March 17, 2005

WM "Sex" Ban in Germany (UPDATED)

UNI Commerce reports:

Wal-Mart's new informer hotline and ban on sexual relationships between staff has caused an unprecedented media storm in Germany.

Today's Bild, Germany's largest and most popular newspaper, flashes a full page on the "Sex Ban for Wal-Mart Employees" and says that the "Retail giant wants to regulate the private lives of its employees".

- "Honesty, respect, fairness and integrity", this is how the US retail giant Wal-Mart formulates its business values, writes Bild.

- In reality, the U.S. supermarket group is leading its employees from the nose. Now, a 28-page "Ethics Code" creates an uproar among its workforce. Wal-Mart even wants to sniff around even the love life of its employees, Bild says.

It links to Bild and Der Spiegel.
Yubanet translates Deutsche Welle:
Often mistrusted for its American corporate culture, the German subsidiary of Wal-Mart has once again stuck its foot in it. Employees of the 92-store discount chain received a moral lecture along with their February paychecks: a code of ethics employees must follow or face termination, the Financial Times Deutschland reported Tuesday.

The code forbids Wal-Mart employees from accepting presents from suppliers, dictates that employees may not fall in love with a colleague in a position of influence and requires workers to report colleagues immediately "if they observe that they have broken the rules." Non-compliance of the rules can lead to termination.

Here is a direct link to a Google Translation of the Der Spiegel article (not provided by the message-controllers at UNI Commerce):
In addition the dear life of the coworkers is strictly regulated. "you may not go out with someone or step into a dear relationship with someone, if you or the coworker your conditions of work can to be able to affect the conditions of work of this person affect", prescribes the Kodex.
All this is fairly standard in the US, especially among management.
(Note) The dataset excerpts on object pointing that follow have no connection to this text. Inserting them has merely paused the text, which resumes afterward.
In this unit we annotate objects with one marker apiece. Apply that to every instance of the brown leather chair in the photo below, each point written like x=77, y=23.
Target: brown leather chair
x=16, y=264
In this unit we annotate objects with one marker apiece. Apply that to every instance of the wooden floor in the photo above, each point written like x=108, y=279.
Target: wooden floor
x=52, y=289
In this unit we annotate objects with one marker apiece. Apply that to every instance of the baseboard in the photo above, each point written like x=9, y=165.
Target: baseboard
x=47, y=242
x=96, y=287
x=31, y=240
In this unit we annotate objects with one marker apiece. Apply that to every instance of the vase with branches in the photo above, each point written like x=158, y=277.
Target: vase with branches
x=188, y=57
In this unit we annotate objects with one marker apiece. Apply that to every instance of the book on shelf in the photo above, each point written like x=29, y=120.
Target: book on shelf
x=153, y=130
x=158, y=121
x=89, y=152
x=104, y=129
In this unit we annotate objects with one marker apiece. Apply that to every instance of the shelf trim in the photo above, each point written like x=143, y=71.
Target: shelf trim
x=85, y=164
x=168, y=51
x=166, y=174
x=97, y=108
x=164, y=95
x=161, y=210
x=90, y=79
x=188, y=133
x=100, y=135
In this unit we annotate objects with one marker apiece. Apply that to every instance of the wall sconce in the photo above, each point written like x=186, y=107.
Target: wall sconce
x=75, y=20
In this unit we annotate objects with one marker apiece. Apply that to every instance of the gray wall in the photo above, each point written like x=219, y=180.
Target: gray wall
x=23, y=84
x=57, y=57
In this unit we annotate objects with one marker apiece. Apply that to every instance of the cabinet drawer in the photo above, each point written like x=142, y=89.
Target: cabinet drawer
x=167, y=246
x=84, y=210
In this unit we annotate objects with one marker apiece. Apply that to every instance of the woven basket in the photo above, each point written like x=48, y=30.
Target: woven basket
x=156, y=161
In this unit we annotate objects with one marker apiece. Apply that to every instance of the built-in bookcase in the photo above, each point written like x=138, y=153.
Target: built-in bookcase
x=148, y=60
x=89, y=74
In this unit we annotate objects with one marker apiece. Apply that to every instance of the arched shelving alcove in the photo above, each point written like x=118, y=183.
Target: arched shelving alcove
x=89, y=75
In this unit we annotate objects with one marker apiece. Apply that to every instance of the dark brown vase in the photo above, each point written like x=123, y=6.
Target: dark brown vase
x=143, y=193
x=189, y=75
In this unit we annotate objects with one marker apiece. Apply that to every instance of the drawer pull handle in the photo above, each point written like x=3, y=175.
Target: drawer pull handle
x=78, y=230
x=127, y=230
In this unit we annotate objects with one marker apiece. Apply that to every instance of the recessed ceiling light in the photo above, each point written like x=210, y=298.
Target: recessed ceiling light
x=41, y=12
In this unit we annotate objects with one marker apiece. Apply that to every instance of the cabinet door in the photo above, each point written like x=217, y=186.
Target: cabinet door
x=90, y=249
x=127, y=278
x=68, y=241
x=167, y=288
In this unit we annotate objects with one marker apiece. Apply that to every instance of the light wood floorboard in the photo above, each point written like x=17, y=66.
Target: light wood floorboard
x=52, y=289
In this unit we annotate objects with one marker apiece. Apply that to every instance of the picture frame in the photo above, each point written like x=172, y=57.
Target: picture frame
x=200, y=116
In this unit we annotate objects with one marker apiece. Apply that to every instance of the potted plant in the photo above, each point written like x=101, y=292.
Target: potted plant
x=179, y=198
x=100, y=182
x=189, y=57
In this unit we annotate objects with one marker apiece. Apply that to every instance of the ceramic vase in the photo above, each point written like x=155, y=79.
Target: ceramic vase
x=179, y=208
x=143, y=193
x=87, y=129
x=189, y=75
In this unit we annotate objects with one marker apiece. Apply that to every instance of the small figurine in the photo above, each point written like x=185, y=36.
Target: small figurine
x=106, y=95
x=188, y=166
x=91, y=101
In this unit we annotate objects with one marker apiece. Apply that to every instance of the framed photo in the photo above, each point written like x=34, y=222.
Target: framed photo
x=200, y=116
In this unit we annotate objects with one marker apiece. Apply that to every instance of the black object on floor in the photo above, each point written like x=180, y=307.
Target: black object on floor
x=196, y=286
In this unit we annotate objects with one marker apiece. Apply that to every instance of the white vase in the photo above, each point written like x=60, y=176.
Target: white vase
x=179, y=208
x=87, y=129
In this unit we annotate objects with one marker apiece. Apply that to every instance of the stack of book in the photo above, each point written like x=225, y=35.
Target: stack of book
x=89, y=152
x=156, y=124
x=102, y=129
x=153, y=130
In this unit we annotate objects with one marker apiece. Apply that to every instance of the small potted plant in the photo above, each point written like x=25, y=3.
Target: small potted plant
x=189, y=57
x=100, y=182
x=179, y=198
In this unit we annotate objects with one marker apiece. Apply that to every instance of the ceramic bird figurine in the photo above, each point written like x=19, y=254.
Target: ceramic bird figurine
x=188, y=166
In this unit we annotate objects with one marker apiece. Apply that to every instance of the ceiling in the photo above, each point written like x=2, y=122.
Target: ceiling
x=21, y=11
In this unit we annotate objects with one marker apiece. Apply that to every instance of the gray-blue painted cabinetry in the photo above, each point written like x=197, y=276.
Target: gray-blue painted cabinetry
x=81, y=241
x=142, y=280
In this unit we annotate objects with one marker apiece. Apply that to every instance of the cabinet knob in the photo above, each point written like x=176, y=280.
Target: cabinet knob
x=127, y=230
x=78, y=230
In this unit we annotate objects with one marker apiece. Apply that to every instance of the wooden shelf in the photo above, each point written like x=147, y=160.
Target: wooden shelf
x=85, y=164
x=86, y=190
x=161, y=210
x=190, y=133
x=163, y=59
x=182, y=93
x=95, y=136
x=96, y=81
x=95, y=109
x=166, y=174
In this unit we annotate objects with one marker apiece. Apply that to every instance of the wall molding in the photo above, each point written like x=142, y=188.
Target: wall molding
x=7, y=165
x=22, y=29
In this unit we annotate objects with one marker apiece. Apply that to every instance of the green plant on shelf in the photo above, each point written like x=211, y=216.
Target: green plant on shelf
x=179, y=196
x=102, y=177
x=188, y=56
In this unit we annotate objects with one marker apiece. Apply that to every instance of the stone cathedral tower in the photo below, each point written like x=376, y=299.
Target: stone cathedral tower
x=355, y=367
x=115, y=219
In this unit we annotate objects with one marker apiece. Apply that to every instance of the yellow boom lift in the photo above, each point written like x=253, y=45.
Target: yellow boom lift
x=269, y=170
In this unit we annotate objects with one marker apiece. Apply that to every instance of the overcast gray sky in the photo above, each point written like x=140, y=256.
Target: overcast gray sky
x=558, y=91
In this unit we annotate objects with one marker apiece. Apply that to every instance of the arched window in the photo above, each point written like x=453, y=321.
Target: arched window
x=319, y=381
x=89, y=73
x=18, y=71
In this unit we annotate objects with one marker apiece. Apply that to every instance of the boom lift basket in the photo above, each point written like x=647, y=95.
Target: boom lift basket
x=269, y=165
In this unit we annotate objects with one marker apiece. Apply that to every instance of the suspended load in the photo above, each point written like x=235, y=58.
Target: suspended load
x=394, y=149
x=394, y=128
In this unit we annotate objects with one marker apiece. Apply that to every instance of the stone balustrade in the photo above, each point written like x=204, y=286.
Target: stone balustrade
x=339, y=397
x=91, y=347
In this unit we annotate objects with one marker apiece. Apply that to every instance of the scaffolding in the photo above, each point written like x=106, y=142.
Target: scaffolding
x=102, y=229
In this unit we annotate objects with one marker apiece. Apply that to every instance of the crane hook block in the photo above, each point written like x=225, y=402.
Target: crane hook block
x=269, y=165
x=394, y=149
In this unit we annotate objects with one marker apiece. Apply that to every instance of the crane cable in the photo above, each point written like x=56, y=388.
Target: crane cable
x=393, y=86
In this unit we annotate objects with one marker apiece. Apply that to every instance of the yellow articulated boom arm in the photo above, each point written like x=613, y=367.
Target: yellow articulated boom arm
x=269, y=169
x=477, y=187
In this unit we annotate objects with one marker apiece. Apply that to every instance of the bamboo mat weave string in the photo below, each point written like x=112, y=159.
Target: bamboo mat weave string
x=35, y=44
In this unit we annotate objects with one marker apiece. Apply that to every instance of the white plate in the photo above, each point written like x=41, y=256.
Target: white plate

Also in Germany, according to labor groups, WM is threatening to close down German stores (like it did in Canada) if flexible hours and store videocameras are not permitted.

Also here's a link to a google translation of the Verdi union's summary of WM news in Germany, which I will now read regularly.

I find it very amusing that Google translates Wal-Mart from the German as "Whale Mart".

UPDATE: UNI Commerce goes even further, insisting that an informant hotline is akin to Stasi techniques:

Wal-Mart's decision to establish an obligatory informants' hotline in Germany reminds many Europeans of times that they would rather forget. Using informers was an important part of the repression machinery of the communist regimes in Europe, including East Germany's infamous secret service Stasi.
The important difference between WM and East Germany being that Wal-Mart is not a Communist, tyrannical, murdering government with a gang of secret police that will take you away in an unmarked black vehicle for wanting to live in freedom. Also, as far as I can see from the map of WM stores in Germany, onlyb 8 of the 90 or so WM's in Germany are located in the much less prosperous former East Germany (the upper-right-most five large regions, as seen in this map).

Other than that, the similarity between WM's informant line and the Stasi is well taken.